They don’t have much insight to offer, besides repeatedly trying to convince everyone that the goal of The Ultimatum is emotional growth and the strengthening of monogamous heterosexual relationships. “Psychologists agree an ultimatum is not a good way to get someone else to do what you want,” Nick Lachey tells the contestants early on. “But it is the best way to get you the answers you need on a timetable you can live with.” Seems like a trustworthy assessment...
The one thing that constantly bugs me about the couple’s participation in these shows is that they take every opportunity to throw in personal anecdotes about their lives. They are constantly connecting elements of Love Is Blind and The Ultimatum back to their own relationship, whether it’s saying that they would have gotten engaged had they met in the pods, or the revelation that Vanessa issued an ultimatum to Nick after five years of dating. Can a 16-year-long relationship really be compared to partnerships that are forced to quickly escalate within the span of a few weeks?
They intend for these stories to come across as cute, relatable, and inspiring, but instead they end up being cringey and carry a condescending tone. That’s especially true when you consider how they frame these manipulative dating conditions as being helpful to relationships, for the sake of making entertaining television that they cash in on.
The pair aren’t completely irredeemable as hosts. In the Season 2 reunion of Love Is Blind, released earlier this year, they scored brownie points by calling out contestants’ obnoxious behavior. After the season’s villain, Abhishek “Shake” Chatterjee, made gross comments about the women’s physical appearances and compared marriage to making a “really big purchase,” Vanessa chastised him for berating women, while Nick pointed out that Shake may have been seeking something too conventional.

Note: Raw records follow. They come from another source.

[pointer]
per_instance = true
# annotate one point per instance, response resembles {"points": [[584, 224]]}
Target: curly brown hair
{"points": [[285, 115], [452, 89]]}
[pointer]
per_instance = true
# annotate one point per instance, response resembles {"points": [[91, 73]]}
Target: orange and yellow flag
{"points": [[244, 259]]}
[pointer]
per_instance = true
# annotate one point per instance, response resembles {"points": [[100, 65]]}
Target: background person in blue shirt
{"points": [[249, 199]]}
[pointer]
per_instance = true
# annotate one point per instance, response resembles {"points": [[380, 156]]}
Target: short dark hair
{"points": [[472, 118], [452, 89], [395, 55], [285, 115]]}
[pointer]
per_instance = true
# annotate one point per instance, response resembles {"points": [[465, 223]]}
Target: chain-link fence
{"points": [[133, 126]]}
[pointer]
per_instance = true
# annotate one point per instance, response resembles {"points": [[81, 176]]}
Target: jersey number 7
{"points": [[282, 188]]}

But it’s a stretch to give them the benefit of the doubt for this. The majority of the cast barely got in two words otherwise, since so much of the one-hour runtime was dedicated to the Lacheys tracing every discussion back to their devoted relationship.
No matter how messy, frustrating, and downright terrible Love Is Blind can get, I can’t help but think that the one element dragging it down further is the Lacheys. My plea to Netflix: If you care to alleviate some of the pain we must endure during these binge-worthy, but increasingly awful-and-not-in-a-fun-way shows, please shut down the Nick and Vanessa Lachey Reality TV Universe before it gets too out of hand.